As well as the physical and mental health concerns surrounding this final unlocking, Jessica is sad about the prospect of lockdown’s positive changes being reversed. “A lot of things became more accessible due to being offered online,” she tells Dazed. “Plays that I previously wouldn’t have been able to watch due to the theatre not being wheelchair accessible were now available to view from the comfort of my bed. Doctors I wouldn’t have been able to travel to see were now offering telemedicine, meaning I could get the best possible care and not be limited by where I live or how able I am to travel. Even things like virtual bra fittings have been a blessing.”

“A lot of these services are being removed now that non-disabled people don’t need them anymore,” Jessica continues, “and previously weren’t offered at all despite disabled people begging for them. I found it difficult to watch students get awarded GCSEs and A-levels based on mock exams and teacher assessments when I was told this was ‘not possible’ and ‘would set an unfair precedent’. Maybe if the precedent of making accommodations for disabled people had been set, the world would have adapted much quicker to the pandemic.”

Jessica says she’ll also miss the camaraderie of lockdown. “When you’re confined to your home through illness, the world carries on as normal, which can feel very isolating. But with the pandemic, everyone was going through variations of the same experience, so there was a sense of togetherness and solidarity that is harder to find when you’re ill.”

“The last 18 months have put a huge toll on a large number of people, and it’s not just easy to go back to ‘normal’” – Sam

When it comes to learning from the pandemic, particularly when it comes to the treatment of and discussion about disabled people and those with chronic illnesses, Jessica hopes that “people have learned that health is not something to take for granted”, that “people learn how life-changing accommodations and accessibility are”, and that “people recognise how serious and life-destroying post-viral illnesses can be”.

Mary doesn’t have quite so much hope in “non-disabled people growing and learning”. “Disabled people still aren’t hired to tell their stories,” she says, “everything is told through the lens of non-disabled people and what they find palatable and interesting.
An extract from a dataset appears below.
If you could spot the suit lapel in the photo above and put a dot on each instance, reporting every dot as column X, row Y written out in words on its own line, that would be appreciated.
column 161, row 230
Our experience of the pandemic will be sanitised, forgotten, or actively erased because it is inconvenient and depressing.” She believes that ‘Freedom Day’ is an example of “how much contempt our society and leadership have for us”.

While many will be excited to return to ‘normality’ – a capitalist system that was deeply flawed pre-pandemic, and hasn’t shown any signs of changing – countless others will be dreading today and the imminent future. Sam calls for empathy when it comes to what others feel comfortable with – many will continue to wear masks and socially distance in public spaces, and many will be forced to carry on shielding, especially as COVID cases skyrocket. “The last 18 months have put a huge toll on a large number of people,” states Sam, “and it’s not just easy to go back to ‘normal’.”

One thing’s for certain, says Izzy: “We need to take care of each other, because the government sure as hell won’t take care of us.”